Truth time, playdates make me anxious. This is not a new development. Playdates have been giving me anxiety since about 1992. My childhood conjures up memories of laying on my bed listening to 90s R&B or reading the encyclopedia. My best friend? Depending on the day either a guinea pig (There was Callie 1, Callie 2, and Gingerbread) or my nearly decade younger sister, Shelby. I wasn’t a playdate kind of girl. Invisibility was the goal on the playground and not much has changed.

Nowadays, my two-year-old daughter, Henley, has me back out at the playground and avoiding eye contact is the name of the game. I’m an introvert with a lifelong case of shyness. While it seems silly to feel anxious about a playdate for my daughter, it’s what’s happening. I play out conversations in my head before, during, and after they happen. (Writing’s my preferred medium for a reason!) Part of my anxiety comes from wanting to get along with everyone and part of it comes from feeling exhausted by small talk.

I’m just not into it. “Where are you from?”, “What do you do for a living?”, “Wow, isn’t this day beautiful?” It all feels like a scripted dance, a performance I’ll do for this audience stopping in for just one show. Albeit, my dancing feels more like clumsy flailing, because I’m unnatural when it comes to small talk. I yearn to talk about things that matter to me, but my shyness springs forth in those moments and shuts down any attempt I might make at a real connection.

Sometimes, I wonder what’s wrong with me. Why can’t I be that cool mom mingling with others?
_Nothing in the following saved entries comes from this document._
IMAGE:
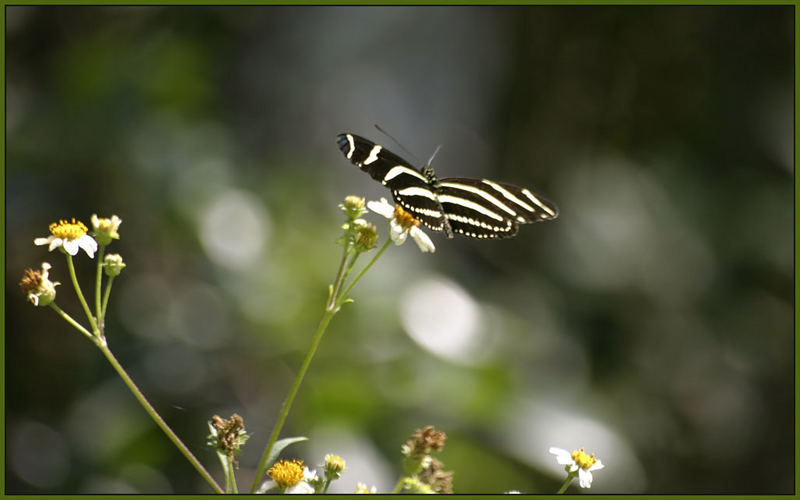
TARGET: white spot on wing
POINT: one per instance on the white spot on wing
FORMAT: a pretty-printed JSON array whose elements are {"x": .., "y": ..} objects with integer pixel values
[
  {"x": 536, "y": 200},
  {"x": 417, "y": 191},
  {"x": 483, "y": 194},
  {"x": 509, "y": 195}
]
The mom that makes everyone feel comfortable and welcome, I’d love that role, and yet it’s like my body can’t physically move closer to other moms and my mouth refuses to produce words. Avoiding playdates altogether would be oh so easy.

Playdate action shot

But, I totally understand the value of playdates for Henley: social interaction, learning to navigate friendships with their ups and downs on her own. To let that happen, I need to 1) Take her to playdates and 2) Be less reliant on her once we’re there. Often in playdate scenarios, I’ll sneak away to “check” on Henley, inspect equipment, or carry on a conversation with her. I’m fairly certain, I’m killing her vibes.
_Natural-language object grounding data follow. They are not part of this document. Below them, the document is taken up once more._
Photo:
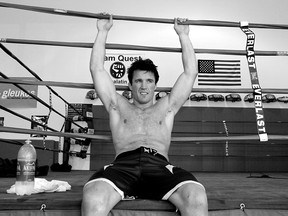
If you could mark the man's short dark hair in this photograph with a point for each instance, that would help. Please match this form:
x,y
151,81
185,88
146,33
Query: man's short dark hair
x,y
143,64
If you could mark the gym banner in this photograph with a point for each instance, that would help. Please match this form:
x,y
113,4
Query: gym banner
x,y
117,66
257,91
13,97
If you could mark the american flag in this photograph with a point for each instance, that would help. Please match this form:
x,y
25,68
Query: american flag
x,y
219,72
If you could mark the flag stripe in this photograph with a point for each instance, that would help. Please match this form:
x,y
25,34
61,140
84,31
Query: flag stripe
x,y
219,72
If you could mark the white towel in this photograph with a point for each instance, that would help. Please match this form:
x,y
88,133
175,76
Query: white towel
x,y
42,185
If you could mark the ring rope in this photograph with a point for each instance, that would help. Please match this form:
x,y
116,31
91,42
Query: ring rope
x,y
41,101
124,88
104,137
48,133
8,52
24,117
138,19
28,119
140,48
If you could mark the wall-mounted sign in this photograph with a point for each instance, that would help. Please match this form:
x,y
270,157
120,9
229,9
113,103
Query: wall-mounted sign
x,y
13,97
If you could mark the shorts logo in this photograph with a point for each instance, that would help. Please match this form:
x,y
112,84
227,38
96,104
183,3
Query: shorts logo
x,y
117,70
106,166
170,168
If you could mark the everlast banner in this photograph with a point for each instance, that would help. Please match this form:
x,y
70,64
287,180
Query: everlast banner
x,y
257,92
13,97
So, I’m trying. Last year, I did two things completely outside of my comfort zone. One, I started writing for Austin Moms Blog (AMB). Virtually reaching out to a community seemed more in my wheelhouse than taking the first stab at conversation during a birthday party or in the hallway at daycare. Even though I’m about as awkward as can be whilst hanging out with my fellow AMB bloggers, it’s progress. It shouldn’t be that hard to answer questions like, “What part of Austin do you live in?”

As I gear up for year two with this group of moms, I’m already planning my responses, “South Austin, what about you?” and “You know, I’m actually a cloudy day type of girl.”. Plus, I’m happy to report, I’ve managed to turn one playdate into a genuine rapport with another mom and we meet each Saturday at a music class for our kids. Seeing how happy they are together makes the small talk about work and the weather feel, dare I say, natural.

I’m sure there are more playdates on the horizon for me. Fortunately, as I get more confident in myself as a mom and really as a person, the more my shyness melts away. But I don’t see myself being that cool mom anytime soon. Imagining what it might be like has always been more of my thing.

What about you? Feeling the playdates or nah?



  1. My friend has a daughter that despised small talk but realized it was a gateway to more meaningful relationship and conversation. So she developed a repertoire of harmless questions such as “Do you have a pet?” “How long have you lived in our community?” She found that people generally love to talk about themselves and their passions. I encourage you to hone up on some icebreakers and be brave in approaching others. You never know what kind of sweet friendship could develop from a random encounter.